Document Type: Research Articles
Department of Medical Laboratory Sciences, Jordan University of Science and Technology, Irbid, Jordan.
Department of Applied Biology, Jordan University of Science and Technology, Irbid, Jordan.
Department of Dermatology, Jordan University of Science and Technology, Irbid, Jordan.
Department of Pathology, Jordan University of Science and Technology, Irbid, Jordan.
Department of Mathematics and Statistics, Faculty of Science and Arts, Jordan University of Science and Technology, Irbid, Jordan.
Orthopedic Surgery Division, Special Surgery Department, Faculty of Medicine, Jordan University of Science and Technology, Irbid, Jordan.

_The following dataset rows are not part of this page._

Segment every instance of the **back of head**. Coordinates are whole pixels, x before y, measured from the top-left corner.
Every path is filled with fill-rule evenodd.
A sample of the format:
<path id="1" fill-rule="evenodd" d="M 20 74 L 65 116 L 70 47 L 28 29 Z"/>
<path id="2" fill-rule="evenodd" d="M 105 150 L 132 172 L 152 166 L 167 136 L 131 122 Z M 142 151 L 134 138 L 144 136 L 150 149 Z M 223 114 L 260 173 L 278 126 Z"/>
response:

Objective: Basal cell carcinoma (BCC) is the most common malignancy in humans and represents a growing
public health care problem. The major etiological factors contributing to BCC development are exposure to ultraviolet
radiation and genetic alterations. BCC is primarily caused by dysregulation of sonic Hedgehog (HH) signaling pathway
in basal cells of the skin. BCC can be classified into low risk non-aggressive and high risk aggressive subtypes. BCC
subtypes differentiation is essential for prognosis and for better disease management and treatment strategies. The
aim of this study was to assess the correlation between PTCH1 protein expression level and the aggressiveness of
BCC histopathology. Methods: Archival paraffin embedded blocks containing BCC were retrieved from a cohort of
101 patients. Immunohistochemistry staining was performed to assess the expression level of PTCH1 which is a key
component of Hedgehog pathway. Results: 101 paraffin embedded samples were evaluated and classified as high risk
and low risk BCC subtypes by histopathological finding. High risk BCC subtypes were found in 40 samples (39.6%)
and low risk subtypes were identified in 61 samples (60.4%). Nodular was the most frequent subtype which was found
in (56/ 101), followed by infiltrative (22/101) and micronodular (14/ 101) subtypes. Positive PTCH1 expression was
found highest in nodular subtypes (46.5%). Conclusion: In this study, the correlation between low risk or high risk
BCC subtypes and PTCH1 expression level was not statistically significant (p>0.05), but the frequency of positive
PTCH1 expression was found to be higher in low risk subtypes than high risk BCC subtypes.